Goran Cvetic, LL.M.(LSE)
Advocate
Belgrade

February 22, 2008  

Thank you for your thought-provoking comment.

A careful read of the holdings of the Quebec Secession Opinion will reveal that they are consistent with the positions outlined in my opinion above. We must be careful to distinguish between the requirements of domestic constitutional law and those of international law. While international law may not grant a right to secede, and may even, in certain contexts, be said to deny the existence of such a right, this alone does not amount to a prohibition. For those interested in reading the Quebec opinion for themselves, please see: http://scc.lexum.umontreal.ca/en/1998/1998rcs2-217/1998rcs2-217.html.

February 24, 2008  

Dear Prof. Cerone,

Thank you for your comment.

I deeply believe that the Qubec Opinion was delivered with a noble intention: that no unilateral secession or recognition of it would be the cause of bloody wars in the future. The SC Resolution 1244 is clear in that it recalls the Helsinki Final Act, the most powerful protectors of borders in Europe since 1975. Independence of Kosovo is not mentioned by a single word in it.

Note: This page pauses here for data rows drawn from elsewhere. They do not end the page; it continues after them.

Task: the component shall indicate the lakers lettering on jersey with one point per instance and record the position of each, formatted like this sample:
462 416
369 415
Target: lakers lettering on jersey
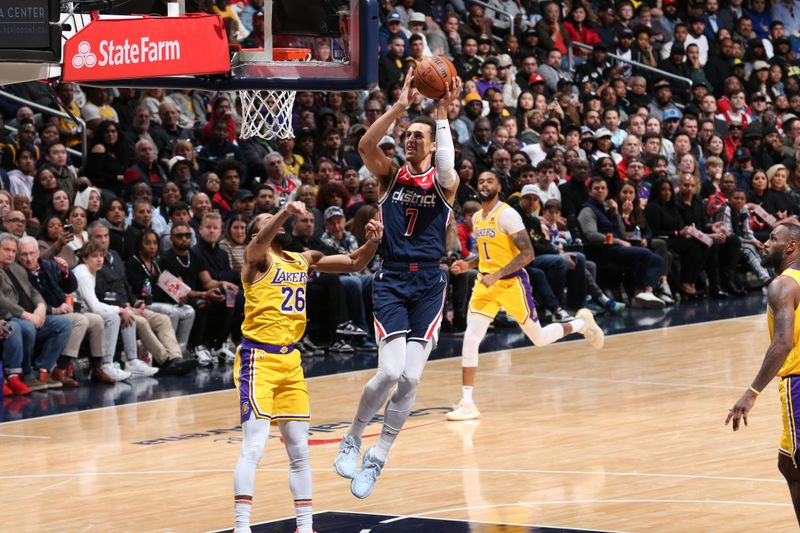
493 232
496 249
275 304
792 364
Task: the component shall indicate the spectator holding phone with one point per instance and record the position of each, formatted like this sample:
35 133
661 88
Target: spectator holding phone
143 272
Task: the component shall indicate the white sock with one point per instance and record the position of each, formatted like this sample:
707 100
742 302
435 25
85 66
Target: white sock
578 325
381 450
466 393
302 509
241 513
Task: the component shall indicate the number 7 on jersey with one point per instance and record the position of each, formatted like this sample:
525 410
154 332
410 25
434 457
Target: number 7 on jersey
412 214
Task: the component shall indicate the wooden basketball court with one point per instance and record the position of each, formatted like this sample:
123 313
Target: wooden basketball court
627 439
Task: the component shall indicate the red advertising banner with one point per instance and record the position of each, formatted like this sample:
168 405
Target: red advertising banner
119 49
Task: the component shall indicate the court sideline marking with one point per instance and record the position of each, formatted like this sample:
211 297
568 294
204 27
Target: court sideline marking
352 372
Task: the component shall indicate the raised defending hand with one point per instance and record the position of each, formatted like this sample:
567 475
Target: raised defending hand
62 265
489 279
409 91
374 229
453 92
296 208
459 266
741 409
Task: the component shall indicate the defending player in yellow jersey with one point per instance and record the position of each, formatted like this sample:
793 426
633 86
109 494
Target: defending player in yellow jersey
267 369
504 249
783 355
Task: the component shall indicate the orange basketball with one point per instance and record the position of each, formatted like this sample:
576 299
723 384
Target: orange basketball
432 74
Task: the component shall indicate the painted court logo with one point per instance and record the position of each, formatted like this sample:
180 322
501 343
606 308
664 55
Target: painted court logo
84 57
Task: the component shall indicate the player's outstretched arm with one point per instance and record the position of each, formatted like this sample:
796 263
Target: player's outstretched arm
353 262
375 160
256 258
446 173
783 297
525 256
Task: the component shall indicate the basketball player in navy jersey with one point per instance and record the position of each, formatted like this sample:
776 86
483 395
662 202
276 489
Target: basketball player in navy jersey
409 290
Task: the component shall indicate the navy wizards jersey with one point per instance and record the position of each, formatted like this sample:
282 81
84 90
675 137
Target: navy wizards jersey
415 215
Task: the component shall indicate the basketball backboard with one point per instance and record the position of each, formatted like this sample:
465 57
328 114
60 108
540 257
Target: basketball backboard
342 37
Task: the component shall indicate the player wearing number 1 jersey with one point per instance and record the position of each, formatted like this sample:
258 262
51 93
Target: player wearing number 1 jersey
267 369
504 248
409 289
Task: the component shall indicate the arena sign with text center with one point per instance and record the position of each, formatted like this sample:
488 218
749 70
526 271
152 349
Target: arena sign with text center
118 49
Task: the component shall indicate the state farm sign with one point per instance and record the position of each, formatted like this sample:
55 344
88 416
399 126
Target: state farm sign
147 47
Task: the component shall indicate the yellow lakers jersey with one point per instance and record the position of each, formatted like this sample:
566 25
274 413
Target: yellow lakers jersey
275 304
792 364
495 248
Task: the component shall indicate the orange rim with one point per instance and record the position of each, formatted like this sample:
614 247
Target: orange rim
285 54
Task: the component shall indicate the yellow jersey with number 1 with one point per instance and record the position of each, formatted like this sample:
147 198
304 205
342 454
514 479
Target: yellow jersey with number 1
495 248
275 303
792 364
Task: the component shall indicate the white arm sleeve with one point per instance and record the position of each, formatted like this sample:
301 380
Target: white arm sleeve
510 222
445 155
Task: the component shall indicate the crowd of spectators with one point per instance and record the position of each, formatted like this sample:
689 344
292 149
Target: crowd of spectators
649 146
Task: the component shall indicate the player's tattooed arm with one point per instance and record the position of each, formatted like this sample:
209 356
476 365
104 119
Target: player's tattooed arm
374 159
354 262
525 256
783 297
255 255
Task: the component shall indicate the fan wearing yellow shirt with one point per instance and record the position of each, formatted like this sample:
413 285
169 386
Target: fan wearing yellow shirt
504 248
267 369
783 355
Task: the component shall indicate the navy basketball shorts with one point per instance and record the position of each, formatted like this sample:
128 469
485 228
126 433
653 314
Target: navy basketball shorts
408 299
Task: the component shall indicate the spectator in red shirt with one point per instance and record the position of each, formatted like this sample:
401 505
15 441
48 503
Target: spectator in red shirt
145 169
468 242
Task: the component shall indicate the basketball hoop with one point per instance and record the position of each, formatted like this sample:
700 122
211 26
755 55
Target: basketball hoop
266 113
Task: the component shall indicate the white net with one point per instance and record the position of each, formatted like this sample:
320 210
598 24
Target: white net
267 114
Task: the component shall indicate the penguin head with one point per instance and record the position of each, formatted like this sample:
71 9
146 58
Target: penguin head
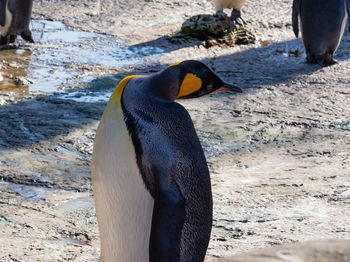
196 79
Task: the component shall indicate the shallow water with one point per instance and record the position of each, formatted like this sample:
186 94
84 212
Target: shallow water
52 63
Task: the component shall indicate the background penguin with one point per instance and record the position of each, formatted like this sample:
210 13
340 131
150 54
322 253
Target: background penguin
236 6
15 17
322 26
150 177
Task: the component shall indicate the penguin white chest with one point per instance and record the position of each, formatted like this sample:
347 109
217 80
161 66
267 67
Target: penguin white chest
4 29
124 206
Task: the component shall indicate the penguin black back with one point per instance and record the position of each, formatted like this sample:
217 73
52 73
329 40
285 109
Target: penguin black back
19 20
322 23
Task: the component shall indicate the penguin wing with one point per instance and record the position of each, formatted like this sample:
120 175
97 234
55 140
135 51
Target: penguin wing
3 4
174 170
295 16
348 10
167 223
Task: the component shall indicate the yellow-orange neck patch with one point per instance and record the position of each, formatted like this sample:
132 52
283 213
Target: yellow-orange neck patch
117 93
175 64
190 85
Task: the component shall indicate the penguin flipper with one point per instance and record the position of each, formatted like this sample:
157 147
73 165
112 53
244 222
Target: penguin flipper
348 10
3 4
167 222
295 16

By no means I wish to have a final word in this discussion.

In his comment on Prof. Michael J. Kelly’s article on Kosovo of 17 February 2008 Prof. Guarino of the Naples University Federico II stated that the issue of Kosovo Albanians is a minority issue and should be dealt with as such. It seems that his comment was led by the realization that the Albanians have one state already as an expression of their right to self-determination as a people.

In the end, let me quote these thoughts ”from the house”: "We have in Serbia a situation in which the U.S. has forced an action --the proclamation of independence by the Kosovo Albanians -- that is in clear violation of the most fundamental principles of international law after World War II," argues Robert Hayden, Director of the Center for Russian and East European Studies at the University of Pittsburgh. "Borders cannot be changed by force and without consent -- that principle was actually the main stated reason for the 1991 U.S. attack on Iraq."

Goran Cvetic
Advocate
Belgrade

February 25, 2008  

There is nothing "complex" about Kosovo's unlawful secession from Yugoslavia/Serbia or our/NATO's war crime Kosovo "war" which enabled that.

Kosovo was "The First Neocon War," forced on the Yugoslavs/Serbs with Appendix B of the Rambouillet Treaty: our unconditional occupation -- unconditional surrender -- ultimatum, which Blair and Clinton well knew the Serbs would never accept.

Just as the postwar Polish Communist government was illicit, because it was created amidst the 1943 furor about the Soviets' 1940 genocidal massacres of the Polish intelligentsia at Katyn and elsewhere, so now the Albanian Kosovo government is illegitimate.

Worse, Kosovo could be classified a criminal (and even more illicit) state, with its booming trade in narcotics and now its unchecked raping and drugging -- white-slaving -- of European girls into prostitution. (NATO troops have been some of its best customers, and according to Ian Cobain in a now-disappeared Nov02 TimesOnline article, typically brutal Albanian thugs were already taking over and running 70% of London's prostitutes.)

The Kosovo war was naked aggression on a moral and legal par with the Soviet invasion of Afghanistan. It would be like Mormons asking Russians and Chinese to militarily intervene in the U.S. and enable them to have independence. We betrayed the Atlantic Charter and everything we once stood for in the world. Iraq has just been further, inescapable proof of our criminality, the way we have spurned and mocked even the Geneva Convention.

The die has been cast. Our "neoconservatives" -- they are NOT "conservative" -- have managed to enmire us in a disastrous war of attrition and turn most of the world against us.

The war crimes trials China and Russia will hold for us will be a nightmare entirely different from Nuremberg.